Something happened to me yesterday that reminded me once again that not only is life unfair (as Pres. Kennedy said) but life is also unjust. Justice is something people have to bestow on one another.

The “justice system” does not bestow justice. The government does not bestow justice.

The not-guilty verdict in the murder trial of Sharron Chason proves that only people can bestow justice—and also that people are often less just than random chance.

Ms. Chason was hounded into court by vindictive relatives and friends of her husband. Had her circle of friends and family been larger than her husband’s or more powerful, I have no doubt that the medical examiner’s office would never have been called into the hospital while her husband was still alive.

I wonder how many people have relatives and in-laws who are willing to go to such lengths to hurt them.

I had a grandmother who did everything but have my father thrown in jail for marrying her daughter.

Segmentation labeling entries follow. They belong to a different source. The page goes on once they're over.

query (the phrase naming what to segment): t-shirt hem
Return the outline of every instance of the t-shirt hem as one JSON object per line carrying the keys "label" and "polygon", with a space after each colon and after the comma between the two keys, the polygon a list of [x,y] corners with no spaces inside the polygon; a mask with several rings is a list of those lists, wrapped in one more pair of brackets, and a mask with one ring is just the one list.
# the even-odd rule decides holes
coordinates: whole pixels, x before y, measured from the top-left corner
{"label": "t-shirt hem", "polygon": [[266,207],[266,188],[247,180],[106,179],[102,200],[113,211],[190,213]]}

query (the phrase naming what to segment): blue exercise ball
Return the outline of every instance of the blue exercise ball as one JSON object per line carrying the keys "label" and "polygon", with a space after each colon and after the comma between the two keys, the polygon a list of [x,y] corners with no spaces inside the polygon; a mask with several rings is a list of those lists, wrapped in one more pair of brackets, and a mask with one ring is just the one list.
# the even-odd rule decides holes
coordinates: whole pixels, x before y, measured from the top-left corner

My maternal grandmother was a racist. My paternal grandmother probably was, too, but she had the misfortune of being Cherokee/Choctaw.

It’s a mistake to think that only whites can be racists or can be unjust. The Cherokees have a long history of racism (I don’t know that much about other tribes, so I can’t say whether this is true of them). Though the Cherokees make much of the sad Trail of Tears episode, the fact is that they are as much to blame as Andrew Jackson. Corrupt tribal chiefs sold them out in expectation of receiving vast tracts of land (Indian Territory). What’s more, the Cherokees dragged along with them on the march from Georgia to the Mississippi their own black slaves.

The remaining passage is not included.